Heart failure with preserved ejection fraction (HFpEF) is a major health problem without effective therapies. This study assessed the effects of histone deacetylase (HDAC) inhibition on cardiopulmonary structure, function, and metabolism in a large mammalian model of pressure overload recapitulating features of diastolic dysfunction common to human HFpEF. Male domestic short-hair felines (n = 31, aged 2 months) underwent a sham procedure (n = 10) or loose aortic banding (n = 21), resulting in slow-progressive pressure overload. Two months after banding, animals were treated daily with suberoylanilide hydroxamic acid (b + SAHA, 10 mg/kg, n = 8), a Food and Drug Administration-approved pan-HDAC inhibitor, or vehicle (b + veh, n = 8) for 2 months. Echocardiography at 4 months after banding revealed that b + SAHA animals had significantly reduced left ventricular hypertrophy (LVH) (P < 0.0001) and left atrium size (P < 0.0001) versus b + veh animals.

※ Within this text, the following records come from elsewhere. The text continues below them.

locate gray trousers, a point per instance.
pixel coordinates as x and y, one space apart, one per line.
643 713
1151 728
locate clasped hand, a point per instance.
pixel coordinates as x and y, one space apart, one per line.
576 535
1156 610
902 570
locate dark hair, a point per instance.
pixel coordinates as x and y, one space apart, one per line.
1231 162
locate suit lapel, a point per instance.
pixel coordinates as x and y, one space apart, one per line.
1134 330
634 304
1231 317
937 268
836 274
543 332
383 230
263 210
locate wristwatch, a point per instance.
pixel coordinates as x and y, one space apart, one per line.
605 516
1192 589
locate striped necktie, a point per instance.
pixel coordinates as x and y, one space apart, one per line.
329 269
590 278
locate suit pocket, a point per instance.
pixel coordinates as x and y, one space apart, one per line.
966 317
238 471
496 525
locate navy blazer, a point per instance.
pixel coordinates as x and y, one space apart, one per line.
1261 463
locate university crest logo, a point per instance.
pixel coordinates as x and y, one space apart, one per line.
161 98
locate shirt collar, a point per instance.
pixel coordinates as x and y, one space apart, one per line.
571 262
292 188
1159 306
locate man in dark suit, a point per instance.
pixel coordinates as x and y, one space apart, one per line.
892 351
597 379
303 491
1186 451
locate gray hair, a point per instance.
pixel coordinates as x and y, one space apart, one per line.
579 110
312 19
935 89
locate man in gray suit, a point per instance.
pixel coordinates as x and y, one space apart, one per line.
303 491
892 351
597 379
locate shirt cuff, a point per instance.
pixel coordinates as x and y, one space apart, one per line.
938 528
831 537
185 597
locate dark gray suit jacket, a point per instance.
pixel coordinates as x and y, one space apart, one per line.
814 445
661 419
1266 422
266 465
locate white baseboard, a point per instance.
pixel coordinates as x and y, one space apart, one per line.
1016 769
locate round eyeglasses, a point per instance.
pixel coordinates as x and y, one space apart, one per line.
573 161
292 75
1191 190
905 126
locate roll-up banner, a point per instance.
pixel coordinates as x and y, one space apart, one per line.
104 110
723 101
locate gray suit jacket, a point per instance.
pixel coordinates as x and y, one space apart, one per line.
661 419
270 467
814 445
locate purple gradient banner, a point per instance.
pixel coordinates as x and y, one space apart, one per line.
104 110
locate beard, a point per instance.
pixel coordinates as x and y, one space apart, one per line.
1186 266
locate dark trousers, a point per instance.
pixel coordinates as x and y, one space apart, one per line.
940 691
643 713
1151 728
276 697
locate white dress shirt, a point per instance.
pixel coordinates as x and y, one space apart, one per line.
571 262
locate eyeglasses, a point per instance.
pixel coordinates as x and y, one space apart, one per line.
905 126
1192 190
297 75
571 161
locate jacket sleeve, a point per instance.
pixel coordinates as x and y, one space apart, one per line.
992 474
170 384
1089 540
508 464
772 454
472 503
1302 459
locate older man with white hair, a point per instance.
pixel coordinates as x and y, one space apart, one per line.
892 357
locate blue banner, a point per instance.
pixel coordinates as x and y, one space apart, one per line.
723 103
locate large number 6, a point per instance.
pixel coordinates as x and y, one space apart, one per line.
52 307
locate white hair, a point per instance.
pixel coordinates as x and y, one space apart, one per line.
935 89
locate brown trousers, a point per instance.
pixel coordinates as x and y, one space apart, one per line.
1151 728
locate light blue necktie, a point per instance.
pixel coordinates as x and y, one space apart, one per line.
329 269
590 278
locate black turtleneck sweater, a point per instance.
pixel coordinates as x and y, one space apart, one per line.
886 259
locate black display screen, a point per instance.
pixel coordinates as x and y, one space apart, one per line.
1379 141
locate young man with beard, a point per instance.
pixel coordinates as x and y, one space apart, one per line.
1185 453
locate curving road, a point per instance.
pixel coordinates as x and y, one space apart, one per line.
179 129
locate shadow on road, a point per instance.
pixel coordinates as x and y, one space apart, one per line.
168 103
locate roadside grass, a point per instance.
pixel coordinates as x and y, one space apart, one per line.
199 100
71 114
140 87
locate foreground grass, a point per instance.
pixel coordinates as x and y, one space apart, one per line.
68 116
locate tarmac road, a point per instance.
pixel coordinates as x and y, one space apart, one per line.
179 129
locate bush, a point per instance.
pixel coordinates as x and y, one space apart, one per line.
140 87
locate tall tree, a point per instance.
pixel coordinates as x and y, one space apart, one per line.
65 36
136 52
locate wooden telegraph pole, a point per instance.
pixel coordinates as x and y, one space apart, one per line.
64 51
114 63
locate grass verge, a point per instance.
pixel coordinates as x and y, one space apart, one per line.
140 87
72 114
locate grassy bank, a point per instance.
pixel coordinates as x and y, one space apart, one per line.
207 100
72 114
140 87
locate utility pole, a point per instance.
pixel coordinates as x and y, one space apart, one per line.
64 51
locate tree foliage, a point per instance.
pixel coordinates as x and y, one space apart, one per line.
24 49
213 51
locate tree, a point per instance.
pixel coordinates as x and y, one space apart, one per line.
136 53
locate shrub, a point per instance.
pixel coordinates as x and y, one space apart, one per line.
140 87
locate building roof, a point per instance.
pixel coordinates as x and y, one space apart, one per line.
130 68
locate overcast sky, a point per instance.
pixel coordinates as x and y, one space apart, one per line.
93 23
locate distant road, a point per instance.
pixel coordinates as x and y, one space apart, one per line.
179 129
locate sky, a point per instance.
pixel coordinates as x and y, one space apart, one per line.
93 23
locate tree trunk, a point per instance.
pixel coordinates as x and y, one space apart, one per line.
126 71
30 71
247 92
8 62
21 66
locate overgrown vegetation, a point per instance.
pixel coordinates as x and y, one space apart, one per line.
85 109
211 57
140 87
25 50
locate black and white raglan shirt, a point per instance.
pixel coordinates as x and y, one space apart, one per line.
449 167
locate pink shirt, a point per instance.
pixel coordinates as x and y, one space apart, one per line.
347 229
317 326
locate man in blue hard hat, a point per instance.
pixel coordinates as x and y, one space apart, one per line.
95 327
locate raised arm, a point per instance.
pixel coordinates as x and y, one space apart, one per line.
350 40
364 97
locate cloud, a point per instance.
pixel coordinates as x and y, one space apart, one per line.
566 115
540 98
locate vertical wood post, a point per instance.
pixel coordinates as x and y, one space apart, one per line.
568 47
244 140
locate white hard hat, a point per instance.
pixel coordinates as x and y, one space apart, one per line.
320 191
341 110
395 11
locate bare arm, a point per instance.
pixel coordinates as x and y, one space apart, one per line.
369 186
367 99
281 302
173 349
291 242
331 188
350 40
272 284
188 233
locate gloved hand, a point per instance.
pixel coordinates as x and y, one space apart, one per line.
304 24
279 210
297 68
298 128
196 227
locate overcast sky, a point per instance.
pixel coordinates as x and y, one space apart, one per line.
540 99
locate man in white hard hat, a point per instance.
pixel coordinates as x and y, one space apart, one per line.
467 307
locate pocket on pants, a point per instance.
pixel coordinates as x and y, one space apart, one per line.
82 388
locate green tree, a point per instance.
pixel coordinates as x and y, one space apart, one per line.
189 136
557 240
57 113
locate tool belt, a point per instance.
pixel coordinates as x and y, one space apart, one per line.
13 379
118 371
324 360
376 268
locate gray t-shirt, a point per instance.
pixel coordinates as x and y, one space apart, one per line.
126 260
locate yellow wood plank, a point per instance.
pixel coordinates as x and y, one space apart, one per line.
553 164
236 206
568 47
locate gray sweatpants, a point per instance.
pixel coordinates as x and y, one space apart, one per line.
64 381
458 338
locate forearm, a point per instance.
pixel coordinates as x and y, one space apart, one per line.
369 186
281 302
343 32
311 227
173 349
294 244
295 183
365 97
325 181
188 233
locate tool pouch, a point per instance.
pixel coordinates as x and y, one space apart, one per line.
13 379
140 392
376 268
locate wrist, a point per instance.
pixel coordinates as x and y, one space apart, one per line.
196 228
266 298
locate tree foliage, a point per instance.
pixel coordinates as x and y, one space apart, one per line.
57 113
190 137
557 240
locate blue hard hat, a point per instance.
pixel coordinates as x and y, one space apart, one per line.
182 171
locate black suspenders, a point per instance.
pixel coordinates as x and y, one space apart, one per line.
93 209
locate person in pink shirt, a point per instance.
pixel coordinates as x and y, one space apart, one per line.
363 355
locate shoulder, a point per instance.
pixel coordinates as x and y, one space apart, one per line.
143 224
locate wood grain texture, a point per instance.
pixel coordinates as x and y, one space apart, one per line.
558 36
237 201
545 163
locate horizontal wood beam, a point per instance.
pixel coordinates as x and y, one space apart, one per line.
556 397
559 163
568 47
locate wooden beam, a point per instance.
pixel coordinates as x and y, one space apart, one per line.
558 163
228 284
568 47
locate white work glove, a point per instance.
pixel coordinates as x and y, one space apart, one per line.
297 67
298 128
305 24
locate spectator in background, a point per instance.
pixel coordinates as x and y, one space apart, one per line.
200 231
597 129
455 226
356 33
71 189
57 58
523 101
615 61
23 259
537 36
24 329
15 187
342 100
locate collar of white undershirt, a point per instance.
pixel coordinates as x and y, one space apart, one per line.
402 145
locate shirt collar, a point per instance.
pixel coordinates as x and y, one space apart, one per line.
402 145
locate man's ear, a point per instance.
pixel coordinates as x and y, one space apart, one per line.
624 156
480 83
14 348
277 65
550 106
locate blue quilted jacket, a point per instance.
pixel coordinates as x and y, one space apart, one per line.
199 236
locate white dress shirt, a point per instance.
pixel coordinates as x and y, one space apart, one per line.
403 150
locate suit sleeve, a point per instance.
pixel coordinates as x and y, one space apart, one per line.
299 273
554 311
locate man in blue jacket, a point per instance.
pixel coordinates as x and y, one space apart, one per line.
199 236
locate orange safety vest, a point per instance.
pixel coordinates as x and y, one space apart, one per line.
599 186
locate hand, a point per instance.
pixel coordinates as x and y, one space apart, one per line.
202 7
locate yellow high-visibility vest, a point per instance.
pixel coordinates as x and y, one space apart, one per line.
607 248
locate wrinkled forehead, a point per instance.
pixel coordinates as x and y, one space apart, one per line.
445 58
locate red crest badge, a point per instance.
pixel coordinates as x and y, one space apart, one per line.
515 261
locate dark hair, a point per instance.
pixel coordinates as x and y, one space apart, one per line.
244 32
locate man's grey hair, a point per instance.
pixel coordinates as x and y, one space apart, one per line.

Left ventricular (LV) end-diastolic pressure and mean pulmonary arterial pressure were significantly reduced in b + SAHA (P < 0.01) versus b + veh. SAHA increased myofibril relaxation ex vivo, which correlated with in vivo improvements of LV relaxation. Furthermore, SAHA treatment preserved lung structure, compliance, blood oxygenation, and reduced perivascular fluid cuffs around extra-alveolar vessels, suggesting attenuated alveolar capillary stress failure. Acetylation proteomics revealed that SAHA altered lysine acetylation of mitochondrial metabolic enzymes. These results suggest that acetylation defects in hypertrophic stress can be reversed by HDAC inhibitors, with implications for improving cardiac structure and function in patients.